No, generally speaking, they were not interlaced.
They ran a mode called "240p", which was progressive scan at 60Hz. Instead of sending both fields of an interlaced frame, the console just repeatedly sent the first field, and so a CRT TV set would just render the same scanlines over and over, never switching to the other field. (I'm not actually sure if this was always odd or always even.)

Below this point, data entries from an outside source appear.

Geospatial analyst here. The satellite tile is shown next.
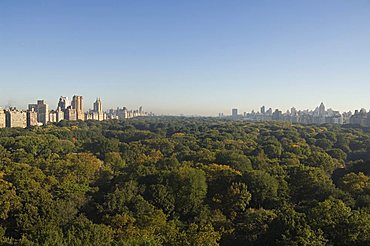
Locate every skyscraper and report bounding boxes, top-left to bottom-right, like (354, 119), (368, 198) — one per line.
(319, 103), (326, 116)
(6, 109), (27, 128)
(36, 100), (49, 125)
(58, 96), (71, 112)
(72, 96), (85, 120)
(261, 106), (266, 114)
(92, 98), (104, 121)
(93, 98), (103, 113)
(0, 108), (6, 128)
(28, 100), (49, 125)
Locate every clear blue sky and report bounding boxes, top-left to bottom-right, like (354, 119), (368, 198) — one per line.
(0, 0), (370, 115)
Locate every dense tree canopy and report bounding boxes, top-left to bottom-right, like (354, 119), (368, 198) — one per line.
(0, 117), (370, 245)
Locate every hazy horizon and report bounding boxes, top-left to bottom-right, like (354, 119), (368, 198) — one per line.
(0, 0), (370, 115)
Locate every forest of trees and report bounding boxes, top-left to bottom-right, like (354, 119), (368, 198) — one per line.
(0, 117), (370, 246)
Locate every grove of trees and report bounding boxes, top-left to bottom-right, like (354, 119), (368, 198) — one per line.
(0, 117), (370, 246)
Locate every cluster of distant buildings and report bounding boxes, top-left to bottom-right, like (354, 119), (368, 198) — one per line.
(0, 96), (153, 128)
(223, 103), (370, 127)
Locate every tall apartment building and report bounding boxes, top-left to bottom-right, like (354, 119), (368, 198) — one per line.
(37, 100), (49, 125)
(28, 100), (49, 125)
(92, 98), (104, 121)
(64, 107), (77, 121)
(71, 96), (85, 120)
(6, 109), (27, 128)
(58, 97), (71, 111)
(0, 108), (6, 128)
(27, 110), (39, 127)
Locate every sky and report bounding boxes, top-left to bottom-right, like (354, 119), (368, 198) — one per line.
(0, 0), (370, 115)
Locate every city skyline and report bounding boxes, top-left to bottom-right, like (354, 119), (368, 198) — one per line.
(0, 0), (370, 115)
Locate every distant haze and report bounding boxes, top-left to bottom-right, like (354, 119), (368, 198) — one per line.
(0, 0), (370, 115)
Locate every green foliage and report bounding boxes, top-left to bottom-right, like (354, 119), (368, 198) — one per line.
(0, 117), (370, 246)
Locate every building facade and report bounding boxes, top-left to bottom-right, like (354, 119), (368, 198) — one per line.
(6, 109), (27, 128)
(0, 108), (6, 128)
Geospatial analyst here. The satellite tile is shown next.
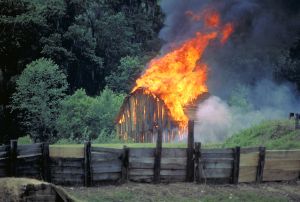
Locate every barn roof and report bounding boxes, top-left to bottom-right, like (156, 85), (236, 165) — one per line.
(115, 88), (210, 124)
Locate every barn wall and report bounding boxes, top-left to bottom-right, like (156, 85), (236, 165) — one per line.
(116, 90), (178, 142)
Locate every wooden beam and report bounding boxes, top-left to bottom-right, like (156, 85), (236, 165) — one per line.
(9, 140), (18, 177)
(186, 120), (194, 182)
(256, 147), (266, 183)
(232, 147), (241, 184)
(122, 145), (129, 183)
(153, 128), (162, 183)
(42, 143), (51, 182)
(84, 141), (92, 187)
(195, 142), (202, 183)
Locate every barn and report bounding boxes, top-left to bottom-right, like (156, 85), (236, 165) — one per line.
(115, 88), (208, 142)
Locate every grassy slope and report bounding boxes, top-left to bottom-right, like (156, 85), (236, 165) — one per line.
(66, 183), (300, 202)
(223, 121), (300, 149)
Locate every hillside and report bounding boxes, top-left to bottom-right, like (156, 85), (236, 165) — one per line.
(223, 120), (300, 149)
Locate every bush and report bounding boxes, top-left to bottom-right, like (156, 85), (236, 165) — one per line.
(56, 88), (124, 143)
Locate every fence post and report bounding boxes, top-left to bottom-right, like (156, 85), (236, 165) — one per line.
(153, 128), (162, 183)
(122, 145), (129, 183)
(42, 143), (51, 182)
(195, 142), (202, 183)
(232, 147), (241, 184)
(295, 113), (300, 130)
(8, 140), (18, 177)
(256, 147), (266, 183)
(186, 120), (194, 182)
(84, 141), (91, 187)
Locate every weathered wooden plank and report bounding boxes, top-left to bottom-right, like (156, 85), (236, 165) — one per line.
(201, 148), (233, 155)
(153, 129), (162, 183)
(201, 168), (232, 178)
(161, 158), (187, 170)
(93, 172), (121, 182)
(161, 148), (187, 158)
(263, 170), (299, 181)
(241, 147), (259, 155)
(91, 152), (121, 161)
(17, 153), (42, 160)
(129, 157), (154, 168)
(0, 151), (9, 158)
(129, 169), (154, 176)
(266, 150), (300, 160)
(41, 143), (51, 182)
(83, 141), (92, 187)
(160, 170), (186, 176)
(50, 158), (84, 166)
(202, 159), (233, 169)
(92, 160), (122, 174)
(129, 175), (153, 183)
(256, 147), (266, 183)
(129, 148), (155, 158)
(18, 143), (42, 155)
(264, 159), (300, 171)
(91, 147), (123, 155)
(186, 120), (195, 182)
(0, 145), (9, 152)
(195, 142), (202, 183)
(161, 175), (185, 182)
(240, 152), (259, 167)
(51, 177), (84, 186)
(49, 146), (84, 158)
(51, 171), (84, 180)
(121, 145), (129, 182)
(202, 153), (233, 159)
(129, 161), (154, 169)
(9, 140), (18, 176)
(232, 146), (241, 184)
(51, 167), (84, 174)
(239, 166), (257, 182)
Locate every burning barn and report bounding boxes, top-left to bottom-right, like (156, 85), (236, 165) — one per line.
(116, 88), (208, 142)
(116, 10), (233, 142)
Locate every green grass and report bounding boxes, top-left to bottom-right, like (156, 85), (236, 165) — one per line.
(223, 120), (300, 149)
(66, 183), (297, 202)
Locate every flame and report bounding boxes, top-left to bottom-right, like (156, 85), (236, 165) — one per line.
(132, 10), (233, 128)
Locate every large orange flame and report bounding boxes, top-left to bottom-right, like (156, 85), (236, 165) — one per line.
(132, 11), (233, 128)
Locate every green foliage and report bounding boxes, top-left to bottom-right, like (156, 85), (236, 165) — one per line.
(223, 121), (300, 149)
(56, 88), (124, 143)
(11, 58), (68, 142)
(106, 56), (144, 93)
(18, 135), (32, 144)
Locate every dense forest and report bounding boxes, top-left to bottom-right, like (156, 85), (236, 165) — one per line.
(0, 0), (163, 143)
(0, 0), (300, 144)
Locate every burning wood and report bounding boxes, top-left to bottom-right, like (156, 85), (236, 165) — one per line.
(117, 10), (233, 142)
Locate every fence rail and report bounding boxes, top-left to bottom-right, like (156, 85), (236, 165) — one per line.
(0, 121), (300, 186)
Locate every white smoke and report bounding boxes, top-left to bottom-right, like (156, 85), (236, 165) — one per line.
(195, 80), (300, 143)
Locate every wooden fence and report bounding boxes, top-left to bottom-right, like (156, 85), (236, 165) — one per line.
(0, 120), (300, 186)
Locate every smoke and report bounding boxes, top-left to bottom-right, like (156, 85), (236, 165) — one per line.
(160, 0), (300, 142)
(195, 80), (300, 143)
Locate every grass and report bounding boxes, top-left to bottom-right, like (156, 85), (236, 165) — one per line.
(66, 183), (300, 202)
(223, 120), (300, 149)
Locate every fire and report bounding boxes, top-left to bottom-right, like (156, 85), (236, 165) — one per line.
(132, 11), (233, 128)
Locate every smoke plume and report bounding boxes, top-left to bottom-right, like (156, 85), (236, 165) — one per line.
(160, 0), (300, 142)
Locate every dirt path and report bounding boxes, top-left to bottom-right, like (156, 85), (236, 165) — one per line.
(66, 182), (300, 202)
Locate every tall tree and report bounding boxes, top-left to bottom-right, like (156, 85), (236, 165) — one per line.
(11, 58), (68, 142)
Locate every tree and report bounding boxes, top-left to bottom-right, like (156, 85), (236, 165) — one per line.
(56, 88), (124, 143)
(11, 58), (68, 142)
(105, 56), (144, 93)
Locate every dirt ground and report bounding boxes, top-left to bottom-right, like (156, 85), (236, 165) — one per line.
(65, 181), (300, 202)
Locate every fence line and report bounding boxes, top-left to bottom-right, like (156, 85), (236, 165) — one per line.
(0, 123), (300, 186)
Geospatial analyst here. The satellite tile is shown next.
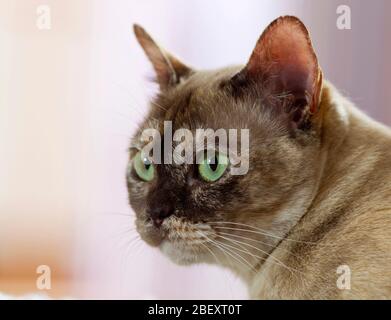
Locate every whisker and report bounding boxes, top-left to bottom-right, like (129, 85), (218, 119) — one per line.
(197, 231), (255, 273)
(210, 221), (316, 245)
(220, 232), (301, 274)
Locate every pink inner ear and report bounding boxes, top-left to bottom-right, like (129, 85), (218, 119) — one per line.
(246, 17), (320, 112)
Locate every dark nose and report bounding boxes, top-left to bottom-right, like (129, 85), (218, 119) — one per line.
(150, 204), (174, 228)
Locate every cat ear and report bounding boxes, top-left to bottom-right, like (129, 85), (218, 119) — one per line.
(133, 24), (192, 90)
(233, 16), (322, 126)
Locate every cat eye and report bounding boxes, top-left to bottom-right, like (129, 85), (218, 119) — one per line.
(198, 153), (228, 182)
(133, 151), (155, 182)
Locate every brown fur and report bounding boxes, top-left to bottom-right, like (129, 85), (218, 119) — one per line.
(127, 17), (391, 299)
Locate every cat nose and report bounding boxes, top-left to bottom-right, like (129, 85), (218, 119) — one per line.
(150, 205), (174, 228)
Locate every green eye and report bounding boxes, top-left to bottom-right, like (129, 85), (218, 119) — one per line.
(133, 151), (155, 181)
(198, 153), (228, 182)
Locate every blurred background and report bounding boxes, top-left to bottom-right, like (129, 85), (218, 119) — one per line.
(0, 0), (391, 299)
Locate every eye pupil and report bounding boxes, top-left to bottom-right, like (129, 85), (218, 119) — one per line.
(143, 158), (151, 170)
(209, 157), (218, 171)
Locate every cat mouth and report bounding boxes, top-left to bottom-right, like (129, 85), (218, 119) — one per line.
(138, 216), (214, 265)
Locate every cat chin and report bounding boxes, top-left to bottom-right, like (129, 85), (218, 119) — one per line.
(160, 240), (202, 265)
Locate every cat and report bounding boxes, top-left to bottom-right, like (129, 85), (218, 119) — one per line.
(127, 16), (391, 299)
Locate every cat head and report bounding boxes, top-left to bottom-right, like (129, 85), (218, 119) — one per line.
(127, 16), (322, 271)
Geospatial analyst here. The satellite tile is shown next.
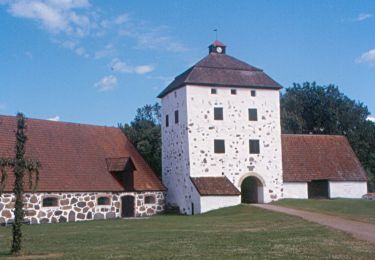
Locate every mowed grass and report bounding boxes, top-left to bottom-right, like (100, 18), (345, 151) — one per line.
(272, 199), (375, 224)
(0, 205), (375, 259)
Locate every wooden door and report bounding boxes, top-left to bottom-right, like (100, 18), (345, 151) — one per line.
(121, 195), (134, 218)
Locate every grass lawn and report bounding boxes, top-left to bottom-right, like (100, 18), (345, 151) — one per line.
(272, 199), (375, 224)
(0, 205), (375, 259)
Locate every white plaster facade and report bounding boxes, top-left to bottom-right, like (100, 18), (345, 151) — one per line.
(329, 181), (367, 199)
(161, 85), (283, 214)
(284, 182), (309, 199)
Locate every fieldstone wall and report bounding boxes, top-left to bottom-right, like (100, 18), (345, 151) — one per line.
(0, 192), (165, 225)
(161, 85), (283, 214)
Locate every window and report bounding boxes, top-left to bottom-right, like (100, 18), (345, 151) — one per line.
(251, 90), (257, 97)
(214, 140), (225, 153)
(165, 115), (169, 127)
(249, 140), (260, 154)
(249, 108), (258, 121)
(98, 197), (111, 206)
(214, 107), (223, 120)
(42, 197), (58, 207)
(174, 110), (178, 124)
(145, 196), (155, 204)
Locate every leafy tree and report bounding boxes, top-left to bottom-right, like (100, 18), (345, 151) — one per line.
(281, 82), (375, 190)
(0, 113), (40, 254)
(119, 103), (161, 177)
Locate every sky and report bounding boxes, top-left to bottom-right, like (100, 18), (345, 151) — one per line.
(0, 0), (375, 126)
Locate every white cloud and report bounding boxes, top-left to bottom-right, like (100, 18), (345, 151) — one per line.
(47, 116), (60, 122)
(113, 14), (130, 24)
(355, 13), (374, 22)
(94, 43), (116, 59)
(356, 49), (375, 65)
(109, 58), (155, 74)
(5, 0), (90, 36)
(94, 75), (117, 91)
(119, 22), (189, 52)
(134, 65), (154, 74)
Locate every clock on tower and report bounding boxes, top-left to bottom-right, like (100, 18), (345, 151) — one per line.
(208, 40), (226, 54)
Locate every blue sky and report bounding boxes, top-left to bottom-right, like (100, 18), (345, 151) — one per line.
(0, 0), (375, 126)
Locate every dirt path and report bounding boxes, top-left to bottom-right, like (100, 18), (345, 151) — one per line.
(252, 204), (375, 244)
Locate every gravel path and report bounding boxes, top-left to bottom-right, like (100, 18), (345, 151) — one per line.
(252, 204), (375, 244)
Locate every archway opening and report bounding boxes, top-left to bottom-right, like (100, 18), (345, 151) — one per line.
(241, 176), (263, 203)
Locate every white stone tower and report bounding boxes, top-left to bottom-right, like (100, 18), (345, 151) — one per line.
(158, 41), (283, 214)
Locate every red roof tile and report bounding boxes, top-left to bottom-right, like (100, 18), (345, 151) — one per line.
(0, 116), (165, 191)
(282, 135), (367, 182)
(191, 176), (241, 196)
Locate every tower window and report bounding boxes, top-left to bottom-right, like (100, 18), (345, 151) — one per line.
(214, 107), (224, 120)
(214, 140), (225, 153)
(98, 197), (111, 206)
(249, 108), (258, 121)
(249, 140), (260, 154)
(145, 195), (155, 204)
(251, 90), (257, 97)
(174, 110), (178, 124)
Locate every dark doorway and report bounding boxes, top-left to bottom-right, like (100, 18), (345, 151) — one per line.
(241, 176), (262, 203)
(308, 180), (329, 199)
(121, 195), (134, 218)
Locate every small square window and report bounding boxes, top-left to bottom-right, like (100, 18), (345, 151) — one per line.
(98, 197), (111, 206)
(174, 110), (178, 124)
(251, 90), (257, 97)
(42, 197), (59, 207)
(214, 107), (224, 120)
(214, 140), (225, 153)
(249, 140), (260, 154)
(165, 115), (169, 127)
(145, 195), (155, 204)
(249, 108), (258, 121)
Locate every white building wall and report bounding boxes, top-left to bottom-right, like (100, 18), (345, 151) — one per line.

Strictly speaking, 240p is a hack, and some displays or converters get confused dealing with it. This is because they read in the odd and even fields for de-interlacing, then spit out a progressive-scan frame at 30Hz. When the second field never comes in, the converters will get stuck rendering half of the frame and never actually spit out the full de-interlaced frame. I have a couple of monitors with this problem, and an otherwise excellent Dell monitor with S-Video input doesn't work on my Commodore 64 at all. The Atari VCS, NES, SNES, and Sega Genesis all ran 240p, although the Genesis and SNES had hardware support for 480i... it just wasn't used very often.
The SNES and Genesis actually did have some titles that ran 480i, but they were few and far between.
It wasn't until the GameCube/Playstation days that 480i became the norm, from what I recall.